5. Payments track record – Who runs the payment processing system? Is it a large multinational bank, a portal that’s dabbling in rental payments or even a rival agency that’s developed some software in-house that they’re now offering to the market? Ask yourself if you should be trusting your rental payment processing to them. It’s vital to find out what kind of encryption a payment provider is using and to make sure data is securely backed up if the worst was to happen. Data loss – or worse, data theft – can result in huge losses to clients and easily destroy an agency’s reputation.
6. Getting started – New technology brings new opportunities for your team to develop and take on extra responsibilities, but learning new skills takes time and training. Getting started is often be the most stressful part of a new system so don’t be afraid to ask how the onboarding process works. Will a real person be available to help you while you move to the new system? Make sure free training and technical support is available when your team needs it, for as long as you are a customer, rather than as expensive add-ons.
7. Wisdom of the crowd – Who else uses the PropTech you’re looking at? It’s worth asking on Facebook or Twitter. You could even ask organisations like The Guild or Propertymark for recommendations.
8. Getting what you paid for? – Sometimes, technology promises a lot, but after reading the fine print you can discover that to get all of the marvellous time- and cost-saving features you’d need to shell out for add-ons or extra integrations. Ask upfront what is included and if it’s all part of the price, so there are no nasty surprises further down the line.

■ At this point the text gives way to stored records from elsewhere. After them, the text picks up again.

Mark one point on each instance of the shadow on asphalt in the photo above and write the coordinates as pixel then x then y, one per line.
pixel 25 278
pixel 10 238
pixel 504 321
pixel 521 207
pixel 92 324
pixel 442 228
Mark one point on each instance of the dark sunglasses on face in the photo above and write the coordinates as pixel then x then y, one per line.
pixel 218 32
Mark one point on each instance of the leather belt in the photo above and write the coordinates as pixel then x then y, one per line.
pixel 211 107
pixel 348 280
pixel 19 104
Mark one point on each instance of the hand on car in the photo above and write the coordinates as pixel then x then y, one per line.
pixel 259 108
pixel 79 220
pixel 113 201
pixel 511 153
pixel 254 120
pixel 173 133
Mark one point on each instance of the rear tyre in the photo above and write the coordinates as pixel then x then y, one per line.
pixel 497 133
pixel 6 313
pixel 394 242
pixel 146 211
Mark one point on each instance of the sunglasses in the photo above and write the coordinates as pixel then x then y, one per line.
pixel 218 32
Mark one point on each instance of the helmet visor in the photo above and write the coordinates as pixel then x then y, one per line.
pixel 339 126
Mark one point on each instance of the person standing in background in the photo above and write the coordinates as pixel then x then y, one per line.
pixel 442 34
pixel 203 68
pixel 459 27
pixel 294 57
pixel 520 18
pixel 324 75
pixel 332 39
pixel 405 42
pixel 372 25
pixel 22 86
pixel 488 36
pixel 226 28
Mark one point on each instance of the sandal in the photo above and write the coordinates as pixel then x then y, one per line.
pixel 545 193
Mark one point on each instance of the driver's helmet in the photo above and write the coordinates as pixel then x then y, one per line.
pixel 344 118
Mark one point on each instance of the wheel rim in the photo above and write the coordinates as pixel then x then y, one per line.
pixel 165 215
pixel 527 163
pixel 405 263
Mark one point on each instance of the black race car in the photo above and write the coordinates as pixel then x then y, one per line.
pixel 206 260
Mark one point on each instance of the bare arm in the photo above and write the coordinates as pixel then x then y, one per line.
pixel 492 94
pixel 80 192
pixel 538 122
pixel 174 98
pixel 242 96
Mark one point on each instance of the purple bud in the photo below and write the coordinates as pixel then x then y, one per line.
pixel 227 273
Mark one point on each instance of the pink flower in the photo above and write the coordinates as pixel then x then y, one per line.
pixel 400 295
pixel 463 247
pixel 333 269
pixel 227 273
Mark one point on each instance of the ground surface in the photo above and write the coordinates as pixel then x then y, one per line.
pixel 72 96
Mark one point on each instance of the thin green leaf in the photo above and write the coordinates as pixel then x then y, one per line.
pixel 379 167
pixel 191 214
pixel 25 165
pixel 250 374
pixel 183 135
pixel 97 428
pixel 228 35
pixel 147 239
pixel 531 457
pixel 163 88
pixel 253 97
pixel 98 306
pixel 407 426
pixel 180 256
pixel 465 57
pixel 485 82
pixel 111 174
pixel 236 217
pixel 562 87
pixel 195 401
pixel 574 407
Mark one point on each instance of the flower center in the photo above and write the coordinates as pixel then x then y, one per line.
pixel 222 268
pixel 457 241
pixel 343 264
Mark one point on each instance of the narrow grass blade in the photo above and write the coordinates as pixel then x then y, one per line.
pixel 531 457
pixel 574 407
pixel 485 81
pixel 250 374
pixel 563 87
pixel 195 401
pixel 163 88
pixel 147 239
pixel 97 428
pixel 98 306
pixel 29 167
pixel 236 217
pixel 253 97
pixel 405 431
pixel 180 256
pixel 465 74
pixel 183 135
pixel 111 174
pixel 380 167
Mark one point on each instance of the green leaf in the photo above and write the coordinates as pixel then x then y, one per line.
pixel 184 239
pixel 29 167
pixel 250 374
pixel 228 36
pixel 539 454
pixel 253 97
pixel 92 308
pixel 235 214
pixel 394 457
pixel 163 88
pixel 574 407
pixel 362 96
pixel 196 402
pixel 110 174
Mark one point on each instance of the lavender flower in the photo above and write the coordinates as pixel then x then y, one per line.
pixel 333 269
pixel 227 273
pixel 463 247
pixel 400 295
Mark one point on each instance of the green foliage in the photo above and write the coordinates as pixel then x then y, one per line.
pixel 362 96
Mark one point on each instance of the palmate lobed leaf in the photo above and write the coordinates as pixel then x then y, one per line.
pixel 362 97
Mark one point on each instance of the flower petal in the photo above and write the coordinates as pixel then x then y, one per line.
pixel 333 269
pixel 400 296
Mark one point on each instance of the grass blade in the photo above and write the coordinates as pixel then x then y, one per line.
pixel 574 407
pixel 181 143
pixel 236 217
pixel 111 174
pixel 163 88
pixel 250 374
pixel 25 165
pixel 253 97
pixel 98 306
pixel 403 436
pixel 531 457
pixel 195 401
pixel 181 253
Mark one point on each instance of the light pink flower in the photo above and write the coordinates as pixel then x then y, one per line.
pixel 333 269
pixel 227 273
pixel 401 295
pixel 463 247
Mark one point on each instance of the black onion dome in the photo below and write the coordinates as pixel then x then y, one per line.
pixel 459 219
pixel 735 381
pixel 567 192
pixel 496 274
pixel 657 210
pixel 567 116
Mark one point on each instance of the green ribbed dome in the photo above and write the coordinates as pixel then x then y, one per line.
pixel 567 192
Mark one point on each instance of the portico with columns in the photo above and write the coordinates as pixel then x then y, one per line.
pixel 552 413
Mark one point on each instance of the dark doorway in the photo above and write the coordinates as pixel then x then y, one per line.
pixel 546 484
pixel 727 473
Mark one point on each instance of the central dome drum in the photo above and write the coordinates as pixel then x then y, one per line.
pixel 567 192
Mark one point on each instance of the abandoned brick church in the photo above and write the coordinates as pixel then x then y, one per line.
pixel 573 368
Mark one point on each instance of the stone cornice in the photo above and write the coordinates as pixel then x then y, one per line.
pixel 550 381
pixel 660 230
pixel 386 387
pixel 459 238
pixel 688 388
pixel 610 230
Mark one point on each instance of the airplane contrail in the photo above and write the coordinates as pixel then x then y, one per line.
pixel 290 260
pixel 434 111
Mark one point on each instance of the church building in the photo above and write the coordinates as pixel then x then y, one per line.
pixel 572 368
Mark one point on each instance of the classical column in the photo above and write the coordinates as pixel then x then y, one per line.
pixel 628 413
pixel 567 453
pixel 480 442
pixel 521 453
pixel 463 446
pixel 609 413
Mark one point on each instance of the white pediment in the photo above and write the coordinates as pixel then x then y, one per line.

9. Don’t get tied up – You can do all the research in the world but until you take the plunge and start using the platform you won’t truly know the impact on your business. Some PropTech will try to tie you in for a fixed-length contract – while others will give you the freedom to leave if it’s just not right for you.
10. Payment pains – The property industry can be tough right now, so adding the fixed cost of a PropTech platform can hit agency finances – especially with mounting redundancies worsening tenant arrears. Make sure you know the fee structure when you sign up to a new payment platform – is it a fixed cost or flexible, depending on the amount of rent you process?
Asking the right questions now will help your agency find the best possible payment processing partner to work with. As with any financial partner, it’s vital to understand all the possible costs and benefits before signing on the dotted line.
While an add-on to a property management platform or some new accounting software may look cost-effective, it’s important to understand what the package is capable of – after all, when you’re dealing with other people’s money it pays to do your homework.